Just finished reading Annie Duke’s poker book (as opposed to her memoir.) Surprisingly good, and gets away from the standard format of formulaic ABC, if this than that poker. Kind of a refreshing read to someone brought up on Sklansky and Malmoth. It’s all about the thought process that goes into decision making, rather than giving you blackjack-esque charts of exactly what to do in a given situation (which is obviously a fool’s errand.) I really enjoyed it.
Only real issue I have is that the book drastically over-estimates the level of thinking that the average low-to-middle-stakes player is likely to be using, so playing as she describes will often land you in bad situations. I think reading her book probably improves my play against superior opponents, but I maintain a bigger edge against weaker opponents by ignoring much of her advice.

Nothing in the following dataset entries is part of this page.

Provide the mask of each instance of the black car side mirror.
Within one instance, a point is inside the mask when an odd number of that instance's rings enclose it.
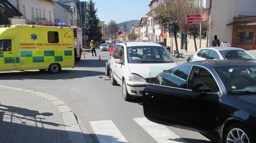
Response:
[[[193,86],[192,91],[196,92],[207,92],[209,91],[209,89],[203,84],[197,83]]]

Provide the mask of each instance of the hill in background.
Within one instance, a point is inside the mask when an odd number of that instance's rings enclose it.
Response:
[[[127,27],[128,27],[129,24],[130,24],[130,23],[131,22],[138,21],[139,21],[139,20],[130,20],[129,21],[124,21],[124,22],[121,22],[120,23],[117,24],[117,25],[119,27],[122,27],[124,26],[124,25],[126,25]]]

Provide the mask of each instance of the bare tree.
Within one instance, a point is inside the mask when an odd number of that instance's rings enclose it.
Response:
[[[177,32],[179,29],[179,20],[180,13],[185,8],[186,0],[166,0],[151,12],[156,23],[165,27],[174,26],[174,39],[176,50],[178,50],[177,41]]]
[[[201,8],[195,4],[191,2],[191,0],[187,0],[185,7],[184,7],[182,12],[180,13],[180,18],[179,19],[179,25],[182,32],[186,32],[193,36],[194,44],[195,44],[195,50],[197,51],[197,46],[196,44],[196,38],[200,35],[200,25],[198,24],[186,24],[186,15],[189,14],[200,14]],[[208,15],[209,13],[209,10],[204,9],[203,13]],[[202,29],[204,30],[207,30],[208,26],[208,19],[206,21],[202,21]]]
[[[118,31],[119,27],[117,23],[115,21],[111,20],[108,23],[108,33],[111,34],[111,35],[114,36],[115,34]]]

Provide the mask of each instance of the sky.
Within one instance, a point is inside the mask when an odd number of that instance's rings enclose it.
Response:
[[[87,1],[89,0],[80,0]],[[98,16],[107,24],[110,20],[117,23],[131,20],[140,20],[149,11],[151,0],[93,0],[98,8]]]

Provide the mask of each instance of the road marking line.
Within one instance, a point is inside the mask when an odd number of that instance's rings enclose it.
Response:
[[[186,143],[164,125],[152,122],[145,117],[133,119],[158,143]]]
[[[112,120],[90,122],[100,143],[128,143]]]

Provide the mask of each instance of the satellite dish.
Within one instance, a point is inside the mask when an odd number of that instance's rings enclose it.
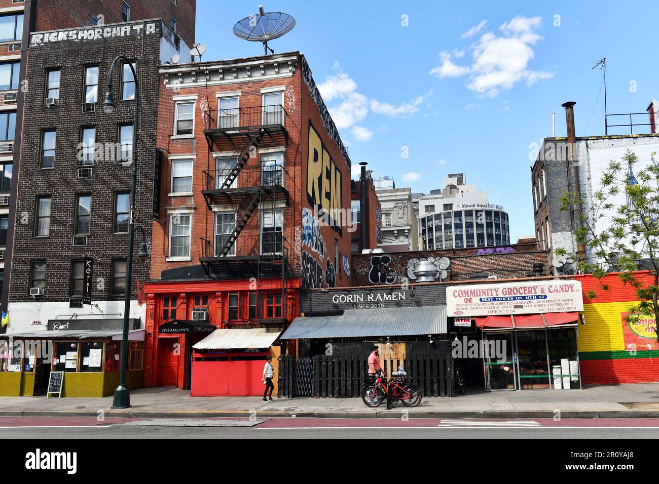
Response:
[[[202,60],[202,55],[206,52],[206,46],[203,43],[196,43],[192,45],[192,48],[190,49],[190,55],[192,56],[194,59],[195,57],[199,57],[199,60]]]
[[[267,55],[268,50],[275,53],[268,47],[268,41],[281,37],[295,26],[295,19],[292,15],[281,12],[266,12],[263,5],[259,5],[258,14],[245,17],[233,26],[233,34],[250,42],[261,42]]]

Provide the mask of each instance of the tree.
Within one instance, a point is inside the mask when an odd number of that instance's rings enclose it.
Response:
[[[577,209],[578,228],[575,236],[577,244],[589,249],[590,258],[577,261],[577,270],[598,279],[595,289],[589,291],[587,297],[595,299],[599,290],[609,290],[602,281],[608,271],[613,268],[619,273],[618,277],[623,283],[636,291],[639,302],[629,308],[630,315],[654,317],[658,321],[659,164],[654,161],[654,154],[652,163],[635,176],[634,167],[639,159],[627,150],[621,163],[610,161],[602,176],[601,188],[593,194],[590,203],[583,195],[566,193],[560,199],[560,209]],[[621,193],[625,195],[626,203],[619,205],[612,203],[612,200]],[[575,257],[563,248],[555,253]],[[650,284],[635,275],[641,259],[649,264]]]

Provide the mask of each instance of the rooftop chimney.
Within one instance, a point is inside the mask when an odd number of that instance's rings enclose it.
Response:
[[[362,167],[362,173],[359,177],[359,221],[361,223],[361,226],[359,227],[359,234],[362,240],[362,250],[370,248],[368,246],[366,240],[368,232],[368,223],[366,219],[366,214],[368,213],[368,207],[366,206],[366,204],[368,203],[368,199],[366,196],[366,187],[368,186],[366,165],[368,165],[368,163],[366,161],[362,161],[359,163],[359,166]]]

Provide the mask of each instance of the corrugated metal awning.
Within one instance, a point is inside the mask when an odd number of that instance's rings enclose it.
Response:
[[[340,316],[297,317],[281,339],[442,335],[446,306],[348,309]]]
[[[198,343],[195,350],[238,350],[270,348],[281,331],[276,328],[216,329]]]

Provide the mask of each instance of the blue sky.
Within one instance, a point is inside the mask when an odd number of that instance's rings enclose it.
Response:
[[[305,55],[353,165],[368,161],[374,176],[391,175],[413,192],[466,172],[508,211],[515,241],[534,232],[530,145],[551,136],[552,111],[557,136],[565,136],[566,101],[577,102],[577,136],[604,134],[602,75],[592,66],[607,58],[610,113],[642,112],[659,97],[656,1],[535,3],[264,7],[295,17],[293,31],[270,47]],[[262,53],[232,32],[258,6],[197,0],[204,59]]]

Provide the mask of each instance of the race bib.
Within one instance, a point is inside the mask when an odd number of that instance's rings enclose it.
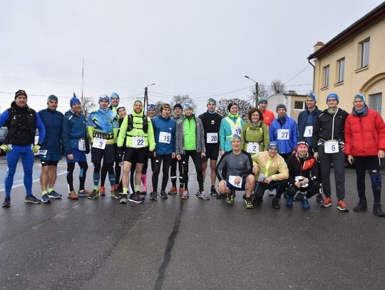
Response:
[[[304,132],[304,137],[312,137],[313,135],[313,126],[306,126]]]
[[[337,140],[326,141],[324,146],[325,147],[325,153],[338,153],[339,148]]]
[[[206,143],[218,143],[218,133],[207,133],[207,141]]]
[[[249,142],[246,151],[247,151],[247,153],[258,153],[260,152],[260,145],[256,142]]]
[[[303,180],[304,180],[303,176],[296,176],[295,177],[295,181],[296,182],[302,181]],[[301,185],[301,187],[307,187],[307,186],[309,186],[309,183],[305,183],[304,185]]]
[[[242,187],[242,178],[240,180],[240,183],[238,183],[238,184],[235,183],[235,178],[237,178],[237,176],[230,175],[229,176],[229,182],[230,183],[230,185],[234,185],[235,187],[241,188]]]
[[[134,147],[145,147],[144,137],[143,136],[133,137],[133,145]]]
[[[290,134],[289,129],[278,129],[278,140],[289,140],[290,139]]]
[[[93,138],[93,143],[92,143],[92,147],[98,149],[104,149],[106,148],[106,141],[107,140],[106,139],[95,138]]]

I did pick up a few genuinely useful tidbits, and recommend it to anyone who is losing chips to superior opponents. However, if you’re playing against a field of typical low-limit players this level of thinking will just get you in trouble. (To be clear, she pays lip service to this… I just think at a low limit table you should assume your opponent is playing their hand and their hand only until proven otherwise.)
Note: I’m talking about the book here, not the author. I think Annie Duke should be deeply embarrassed by her behavior in the Epic Poker bankruptcy and her involvement in Ultimate Bet. I still think the book is worth reading.